I rating di standard ethics prendono in considerazione anche l'effettiva tutela degli investitori di minoranza

«La nostra chiave è l'investment grade model», sottolinea Manfredi Morello, Sol - che sta per "solicited" - team coordinator di Standard Ethics: «il rating che emettiamo dev'essere fruibile solo ed esclusivamente dal mercato. Si tratta di una differenza sostanziale rispetto ad altri tipi di valutazioni che vengono fornite da diverse case di consulenza generando confusione. La nostra è un'agenzia indipendente dal mercato e non c'è alcun tipo di contatto con gli investitori». Ciò non toglie se il mercato è a caccia di Esg, sono sempre di più le società, quotate e non, che richiedono a Standard Ethics la pagellina di sostenibilità. «Per quanto riguarda il solicited corporate rating l'algoritmo lo stesso, l'analisi la stessa, ma gli strumenti di lavoro e i processi sono leggermente diversi», spiega Manfredi Morello. «Standard Ethics in questo caso instaura una relazione confidenziale tra le parti per la raccolta di informazioni, che non possono essere usate al di fuori del rapporto col cliente: non collaboriamo ad attività di asset management, non effettuiamo consulenza verso terzi, e lasciamo al cliente la decisione di divulgare l’ottenimento del rating. Non lavoriamo attraverso questionari, ma ci basiamo su guidelines interne che elaboriamo in regime di severa riservatezza, che restituisce una mappatura con un approccio olistico di tutti i rischi Esg suddivisa in circa 230 punti di analisi. «Facciamo anche una serie di verifiche sulle informazioni che ci vengono inoltrate: il nostro è un rating di compliance rispetto alle indicazioni internazionali».

Un lavoro intenso che porta all'elaborazione della guidelines in 34 giorni, cui, dopo altri 15 giorni, segue il report finale con la proposta di rating. Nei successivi 5 giorni il comitato di rating interno e indipendente dà il suo parere sulla proposta. «Se la società sotto rating fa parte dei nostri indici, la comunicazione è obbligatoria e pubblica», continua l'analista di Standard Ethics. «Le società sono molto propositive, si spendono volentieri, spesso il nostro percorso risulta poi uno strumento utile per le aziende per redigere il loro piano strategico».
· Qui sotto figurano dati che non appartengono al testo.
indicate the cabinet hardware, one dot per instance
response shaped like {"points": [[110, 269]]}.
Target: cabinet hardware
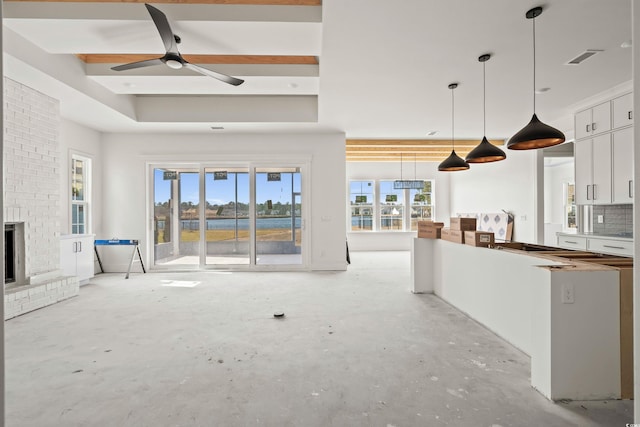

La chiave che l'agenzia adotta è l'investment grade model: il rating emesso dev'essere fruibile solo dal mercato

Ma non di sole azioni (quotate) vive il mercato: ci sono anche le obbligazioni. Così, sul finire dello scorso anno, è nato il Security Standard Ethics Rating dedicato alle emissioni obbligazionarie tradizionali o altri tipi di strumenti di debito: nel primo benchmark, composto da 60 rating attribuiti ad altrettante emissioni di general purpose bond quotate sul mercato secondario con scadenza almeno decennale e un ammontare pari o superiore a 2 miliardi di dollari, di tricolore figurano solo tre emissioni di Intesa San Paolo in scadenza nel 2030 e nel 2035 con rating EE e outlook stabile. «Assistiamo a un trend positivo delle emissioni verdi e abbiamo messo a punto una nuova metodologia per assegnare le valutazioni anche a emissioni general purpose», spiega Manfredi Morello. Tra le prime aziende a richiedere a Standard Ethics una valutazione del proprio programma di euro commercial paper (che arriverà fino a 2,5 miliardi di euro) figura Snam, che ha ottenuto un EE (adequate): «È un caso particolarmente interessante», conclude l'analista di Standard Ethics «oltre al rating di base si analizzano le intenzioni di utilizzo del capitale raccolto sul mercato per finanziare i propri obiettivi legati a tematiche di sostenibilità su tre grandi aree: neutralità climatica, economia circolare e uguaglianza di genere. La valutazione, quindi, riguarda non solo il lato corporate, ma anche lo strumento in sé. Snam ha accettato formalmente nel memorandum di Borsa la clausola di condizionalità, secondo cui il programma manterrà l'acronimo Esg solo se la società conserverà l'investment grade da parte di Standard Ethics.».